In recent years the few sane voices in the wilderness (here I cite "Yucca", Zeldman, et al.) have been joined by many more who have decided to leave behind the world of code-bodging and take the straight road to a brighter horizon. (I count myself amongst the ex-bodgers—it felt wrong at the time, but I knew no better and only found out as the 21st Century dawned that there is a Better Way.)
Yet there is something missing: where is the guidance as to how to structure the page; how to order the content such that it is—yes—valid code, but also well structured for the reader and writer as well as the machine?1
The intersection
The content of a web page which we see on the screen (or hear or feel) is at the intersection of several very different environments. There is the text itself, including the structure and order which the author desired to impose on it; there is the code which interweaves the text, amplifying the meaning and structure (or at least so should it); there is the web of connections which is the World Wide Web, linking the text via the code to the text of a myriad other documents; there is the technology which allows the author to create the document and that—sometimes very different—technology which allows the reader to consume it; there are the standards which support the several computer languages used in the code of the document; there are the conventions which have applied to texts for centuries prior to the development of hypertext;
Standard parts
Over the centuries, the structure of reading matter has evolved into a set of parts which is fairly standard.

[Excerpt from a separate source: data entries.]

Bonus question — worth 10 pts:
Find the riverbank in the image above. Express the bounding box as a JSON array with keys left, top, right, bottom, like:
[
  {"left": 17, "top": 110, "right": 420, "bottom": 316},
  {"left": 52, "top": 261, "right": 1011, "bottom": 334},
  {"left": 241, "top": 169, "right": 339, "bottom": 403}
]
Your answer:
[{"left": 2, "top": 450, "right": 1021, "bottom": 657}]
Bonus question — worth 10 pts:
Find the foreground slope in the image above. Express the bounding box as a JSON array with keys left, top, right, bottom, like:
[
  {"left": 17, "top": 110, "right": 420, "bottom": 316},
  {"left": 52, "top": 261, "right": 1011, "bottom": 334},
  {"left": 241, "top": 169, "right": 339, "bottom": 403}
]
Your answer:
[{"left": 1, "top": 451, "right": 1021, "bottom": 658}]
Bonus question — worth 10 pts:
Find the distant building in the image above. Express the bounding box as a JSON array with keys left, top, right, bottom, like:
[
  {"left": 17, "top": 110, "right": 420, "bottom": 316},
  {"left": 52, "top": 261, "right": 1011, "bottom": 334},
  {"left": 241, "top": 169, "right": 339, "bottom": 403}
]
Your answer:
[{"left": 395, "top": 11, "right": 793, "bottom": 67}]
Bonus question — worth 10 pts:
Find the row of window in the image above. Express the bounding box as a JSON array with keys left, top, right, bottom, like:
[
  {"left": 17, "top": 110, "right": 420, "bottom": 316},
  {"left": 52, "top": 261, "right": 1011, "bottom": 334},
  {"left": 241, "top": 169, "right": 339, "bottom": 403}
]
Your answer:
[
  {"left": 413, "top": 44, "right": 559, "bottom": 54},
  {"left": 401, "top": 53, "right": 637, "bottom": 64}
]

There is no reason why a web page should vary much from this standard set though there are some peculiarities which make some small changes advisable.
The standard part are broadly:
- contents
- introduction
- acknowledgements
- foreword
- summary
- abstract
- text
- conclusion
- footnotes
- bibliography
- notes
Each of these has a specific role to play in the structure of the document, which roles we will discuss shortly.
Headings
Valid XHTML allows headings to be included in pages in any order of level which pleases the author. An <h1></h1> may follow an <h4></h4> with impunity.

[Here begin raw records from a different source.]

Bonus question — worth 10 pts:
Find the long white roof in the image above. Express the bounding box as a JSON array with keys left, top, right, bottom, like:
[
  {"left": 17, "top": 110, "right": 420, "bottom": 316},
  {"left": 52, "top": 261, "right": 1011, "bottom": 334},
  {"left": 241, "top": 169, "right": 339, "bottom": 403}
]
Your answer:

But this does nothing to make our lives easier—in fact for anyone wishing to be ordered and organized for the sake of their readers it means that we have to come up with our own rules to follow.
This is especially important if we want to do any automatic processing of HTML documents, such as to generate well-structured contents lists. Such processing requires uniformity and order to a degree not actually required by the XHTML standards.
The rules I suggest for the structure of headings include the following [rough draft]
- Each page should include only one level 1 heading (H1)
- This should be assumed to be the title of the document.
- Subtitles should not be a separate heading
-
We handle subtitles by enclosing them in a
<span>of class "subtitle". - There should be no heading level directly below H1 except H2
- This means that all chapter or section headings are the same level. If they need to be differentiated then a class or id can be employed.
- Headings outside the main flow start again at H2
- If something like a box or table is outside the flow, no matter where it appears in the hierarchy, we revert to level 2 and step down from there if required.
- Never skip a level downwards
- Any heading within the flow which is below another heading in the hierarchy should be only one level down.